Now to set them all up!!

Bok :cheers:

PCZ
09-16-2005, 11:47 AM
No not over NFS.

I start the boinc clients up with the remote control switch.

./boinc -allow_remote_gui_rpc

The boinc client then listens on an IP port.
So no file sharing needs to be setup.

boincview runs on a windows PC anc can monitor any of my nodes that it can reach via IP.

You set boincview up to use network access rather than file sharing.

Mustard
09-16-2005, 12:39 PM
Since this is about who took all the work and boinc operation.........

using the linux boinc client 4.19. Assume that you are loaded up on seti for a day or so. To run those out without contacting the server to download any more work units, what do you dor? Or is it even possible?

PCZ
09-16-2005, 02:03 PM
I do it with boincview.

third button in from the right. 'disable work requests for the selected project'



Bok you may not have found this yet.
To view STD and LTD right click on the grey projects tab and select them.

Also the default polling interval is 5 secs, that is way too short if you are monitoring a farm.
Boincview will freeze up if you use this setting with a lot of clients.
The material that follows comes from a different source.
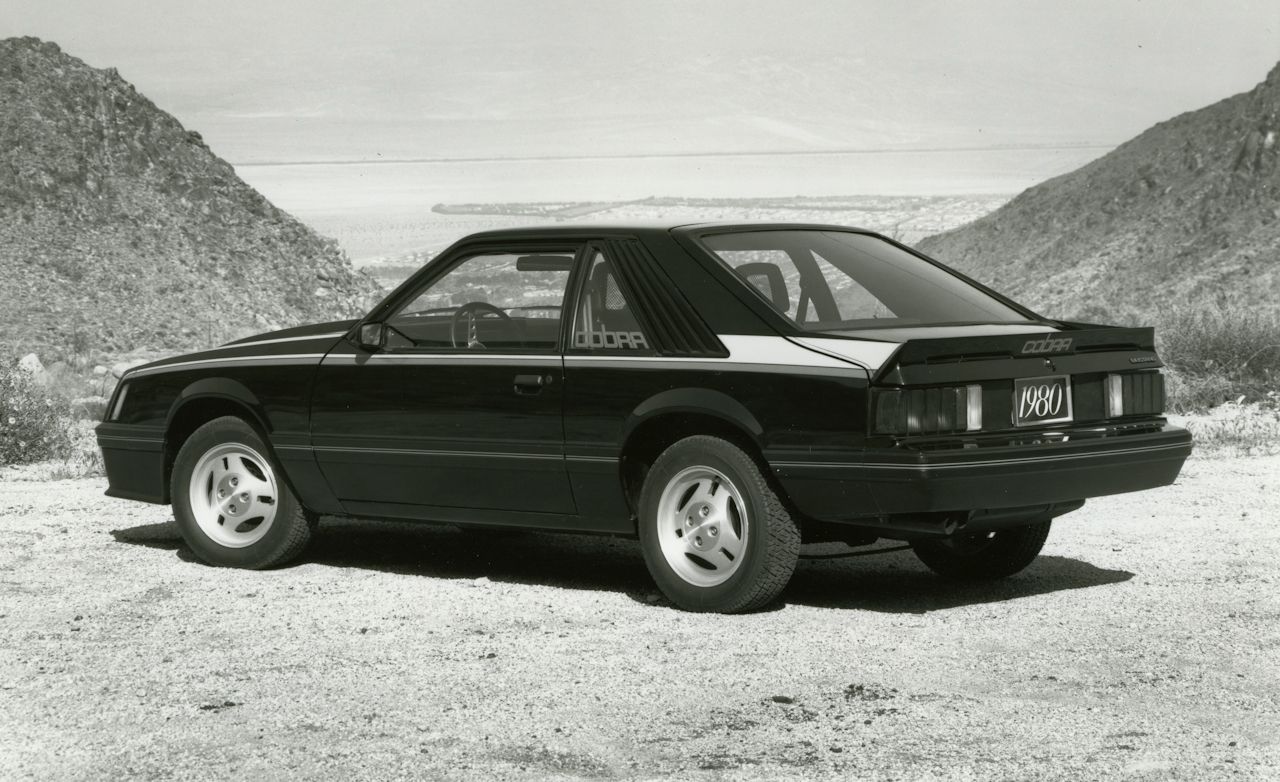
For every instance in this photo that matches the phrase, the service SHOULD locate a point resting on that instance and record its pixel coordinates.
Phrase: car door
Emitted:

I set it at somehere netween 60 and 90, randomising a bit so that boincview doesn't try to poll all the clients at the same time,

Bok
09-16-2005, 02:24 PM
So what exactly is long and short term debt in this case ?

An indicator for when you are going to go into EDF mode ?

Bok

p.s. got all my boxen hooked up to boincview now..

p.p.s X2 #2 arrived an hour ago, need to go get a PSU and it should be running tonight :)

PCZ
09-16-2005, 02:33 PM
STD is not a problem, LTD is.

A project that has built up too much LTD will stop crunching and will not download new work.

It usually happens because boinc has been running in shortest deadline first mode
and a project has had more than its share of CPU time.